Titre : Noyade
Autatrice : lasurvolte (de pseudo) ou mari (mais vous pouvez m'appelez aussi Plectrude si ça vous dit ^^)
Disclaimer : Supernatural appartient à ses créateurs.
Note : spoils s09-10
Note 2 : cette fic est assez dur, vous êtes prévenu.
Ces derniers temps, Sam se sentait triste, sans trop savoir pourquoi. C'était un sentiment de fond, quelque chose à laquelle il évitait de trop penser, mais c'était là, insidieux et ça lui donnait par moment du mal à se lever ou à se coucher. Ca n'avait sans doute rien d'inhabituel, avec tout ce que lui et son frère vivaient, tout ce qu'ils avaient vécu, il y avait toujours quelque part une part de tristesse, un truc qui rendait son cœur lourd et son corps difficile à porter, mais il était toujours passé au dessus de ça, parce qu'il le fallait, parce qu'il n'avait pas le temps d'y penser.
Et puis il y avait eut ce monstre, encore un, de ceux qui en savent trop, qui tapent juste avec leurs mots et qui blessent plus qu'avec des coups.
- Eh Sam ! Comment tu fais pour te supporter après tout ça ? Comment tu fais pour même te regarder dans le miroir ? Eh Sam ! Qui de nous deux est le monstre ? Tu m'amuses bien tiens, tu es le pire d'entre nous. Tu portes tellement de mal sur tes épaules que je me demande même comment tu fais pour juste rester humain.
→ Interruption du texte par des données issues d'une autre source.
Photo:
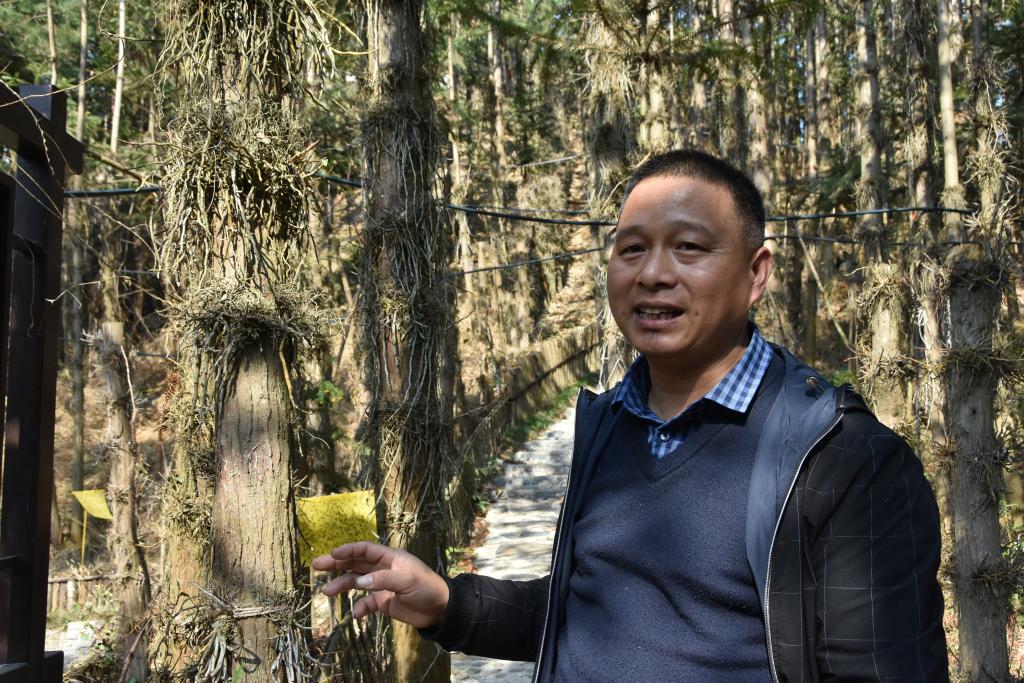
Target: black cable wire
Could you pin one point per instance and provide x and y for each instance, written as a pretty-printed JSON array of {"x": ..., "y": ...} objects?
[
  {"x": 866, "y": 212},
  {"x": 528, "y": 219},
  {"x": 566, "y": 212},
  {"x": 111, "y": 191},
  {"x": 519, "y": 264}
]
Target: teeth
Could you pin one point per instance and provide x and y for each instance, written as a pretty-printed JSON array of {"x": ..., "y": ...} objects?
[{"x": 657, "y": 313}]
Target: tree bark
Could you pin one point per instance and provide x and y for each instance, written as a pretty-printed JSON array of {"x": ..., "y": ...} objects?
[
  {"x": 921, "y": 128},
  {"x": 51, "y": 41},
  {"x": 76, "y": 326},
  {"x": 130, "y": 566},
  {"x": 757, "y": 123},
  {"x": 407, "y": 305},
  {"x": 981, "y": 575},
  {"x": 254, "y": 551},
  {"x": 948, "y": 49},
  {"x": 119, "y": 82},
  {"x": 870, "y": 187},
  {"x": 730, "y": 91}
]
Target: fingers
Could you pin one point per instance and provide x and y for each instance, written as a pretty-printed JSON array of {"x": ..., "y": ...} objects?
[
  {"x": 376, "y": 602},
  {"x": 363, "y": 556}
]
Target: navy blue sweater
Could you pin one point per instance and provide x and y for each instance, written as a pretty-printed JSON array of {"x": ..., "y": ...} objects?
[{"x": 662, "y": 588}]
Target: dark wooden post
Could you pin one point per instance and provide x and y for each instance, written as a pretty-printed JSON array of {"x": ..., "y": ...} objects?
[{"x": 35, "y": 127}]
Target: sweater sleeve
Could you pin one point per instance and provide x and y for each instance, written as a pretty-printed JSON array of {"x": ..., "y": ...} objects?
[
  {"x": 879, "y": 604},
  {"x": 493, "y": 617}
]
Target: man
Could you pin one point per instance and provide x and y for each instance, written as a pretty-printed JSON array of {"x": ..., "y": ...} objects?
[{"x": 729, "y": 516}]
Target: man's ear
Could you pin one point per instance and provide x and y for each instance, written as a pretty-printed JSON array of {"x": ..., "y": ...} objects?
[{"x": 761, "y": 264}]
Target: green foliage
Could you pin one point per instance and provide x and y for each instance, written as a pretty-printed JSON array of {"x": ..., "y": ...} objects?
[
  {"x": 101, "y": 606},
  {"x": 328, "y": 393},
  {"x": 840, "y": 377}
]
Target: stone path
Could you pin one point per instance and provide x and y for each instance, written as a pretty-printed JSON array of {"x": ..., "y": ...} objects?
[{"x": 521, "y": 526}]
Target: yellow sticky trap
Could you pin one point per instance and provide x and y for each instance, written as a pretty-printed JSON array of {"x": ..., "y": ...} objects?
[
  {"x": 94, "y": 502},
  {"x": 329, "y": 521}
]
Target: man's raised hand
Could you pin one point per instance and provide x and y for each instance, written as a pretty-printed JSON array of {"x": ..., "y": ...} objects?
[{"x": 399, "y": 585}]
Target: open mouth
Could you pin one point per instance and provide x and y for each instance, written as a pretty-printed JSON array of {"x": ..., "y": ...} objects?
[{"x": 657, "y": 313}]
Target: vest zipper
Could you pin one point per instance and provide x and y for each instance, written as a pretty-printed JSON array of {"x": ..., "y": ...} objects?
[
  {"x": 551, "y": 582},
  {"x": 771, "y": 548}
]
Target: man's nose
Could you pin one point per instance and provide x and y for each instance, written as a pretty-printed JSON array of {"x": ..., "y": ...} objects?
[{"x": 658, "y": 269}]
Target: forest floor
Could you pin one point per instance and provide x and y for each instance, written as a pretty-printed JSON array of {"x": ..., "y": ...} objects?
[{"x": 520, "y": 529}]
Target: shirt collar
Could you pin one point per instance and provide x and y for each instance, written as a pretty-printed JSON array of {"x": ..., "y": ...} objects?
[{"x": 734, "y": 391}]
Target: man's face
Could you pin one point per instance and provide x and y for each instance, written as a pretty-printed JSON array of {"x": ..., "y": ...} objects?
[{"x": 681, "y": 278}]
C'est quoi ton excuse Sam ? Ton frère il avait la marque de Caïn pour s'expliquer, et toi comment tu expliques tout ça ?
Sam le savait. Il n'avait pas besoin qu'on lui dise, mais il semblait qu'on aimait lui rappeler qu'il était comme sur une corde raide, et risquait à tout moment de basculer du mauvais côté, qu'il avait tendance à basculer du mauvais côté. Et tout ça pourquoi ?
Oh ! Des bonnes raisons il n'en manquait pas. La fin justifiait les moyens. Pour son frère. Surtout pour son frère. Encore pour son frère. Eh ! Il devait sauver Dean, retrouver Dean, il avait peur pour Dean, il ne pouvait pas abandonner Dean (pas encore). Peut-être pour essayer de sortir quelque chose de bien de tout ce mal.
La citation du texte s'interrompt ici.